The differences with respect to each of the six following criteria determine the evolutionary branch of vertebrates: the absence of mandibles separates cyclostomes from the others; the absence of limbs separates fish from the remainder; the absence of an osseous skeleton separates chondrichthyan (cartilaginous) fish from osteichthyes; the absence of waterproof skin separates amphibians from terrestrial vertebrates; the absence of warm blood (a homeothermic body) separates reptiles from birds and mammals; and the absence of mammary glands and hair separates birds from mammals.

11. Evolutionarily, protochordates may be intermediate animals between invertebrates and vertebrates. Imagine that a scientist is testing the hypothesis that vertebrates evolved from echinoderms. If he/she is studying a newly found protochordate species, what is an example of a discovery that would weaken this hypothesis? What is an example of a discovery that would strengthen it?

Hypothesis to be tested: Vertebrates evolved from echinoderms. Testing material: A newly found protochordate species (more specifically, a vertebrate precursor).

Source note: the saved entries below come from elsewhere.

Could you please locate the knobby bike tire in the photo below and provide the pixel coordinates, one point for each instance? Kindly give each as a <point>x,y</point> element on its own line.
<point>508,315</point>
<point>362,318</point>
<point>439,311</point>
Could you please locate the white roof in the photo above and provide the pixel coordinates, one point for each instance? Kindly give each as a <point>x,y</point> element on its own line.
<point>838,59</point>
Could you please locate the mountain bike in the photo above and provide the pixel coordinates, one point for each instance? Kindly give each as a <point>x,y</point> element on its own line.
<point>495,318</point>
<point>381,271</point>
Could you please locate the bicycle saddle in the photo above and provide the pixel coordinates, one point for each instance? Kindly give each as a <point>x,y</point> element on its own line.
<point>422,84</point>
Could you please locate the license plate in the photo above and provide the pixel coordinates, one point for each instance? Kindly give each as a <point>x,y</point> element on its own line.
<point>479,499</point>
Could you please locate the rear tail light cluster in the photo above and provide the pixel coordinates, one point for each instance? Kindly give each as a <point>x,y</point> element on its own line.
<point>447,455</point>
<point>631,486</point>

Example that would weaken the hypothesis (making the new protochordate species evolutionarily distant from echinoderms): discovering that the new species is protostome, as opposed to echinoderms, which are deuterostomes. This observation raises the possibility that deuterostomy in vertebrates is independent in origin from that of echinoderms.

Example that would strengthen the hypothesis (making the new protochordate species evolutionarily closer to echinoderms): discovering that the new species has secondary radial symmetry, which is similar to echinoderms. This observation strengthens the hypothesis that echinoderms and vertebrates are relatives.

(This section shows how science works, beginning with the establishment of a hypothesis and continuing with further observational testing.)

A Summary of Chordates

12. The main features of chordates.  How can they be described according to examples of representative species, basic morphology, type of symmetry, germ layers and coelom, digestive system, respiratory system, circulatory system, excretory system, nervous system and types of reproduction?

Examples of representing species: protochordates (ascidians, amphioxus), vertebrates. Basic morphology: branchial clefts, a notochord, a neural tube. Type of symmetry: bilateral. Germ layers and coelom: triploblastic, coelomates. Digestive system: complete, deuterostomes. Respiratory system: branchial (in aquatic chordates), cutaneous (in adult amphibians), pulmonary (others). Circulatory system: open in protochordates, closed in vertebrates. Excretory system: diffusion and flame cells in protochordates, kidneys in vertebrates. Nervous system: neural tube in embryos, cerebral vesicle and single ganglion in protochordates, brain within the cranium and spinal cord within the spine in vertebrates. Types of reproduction: sexual, with or without a larval stage.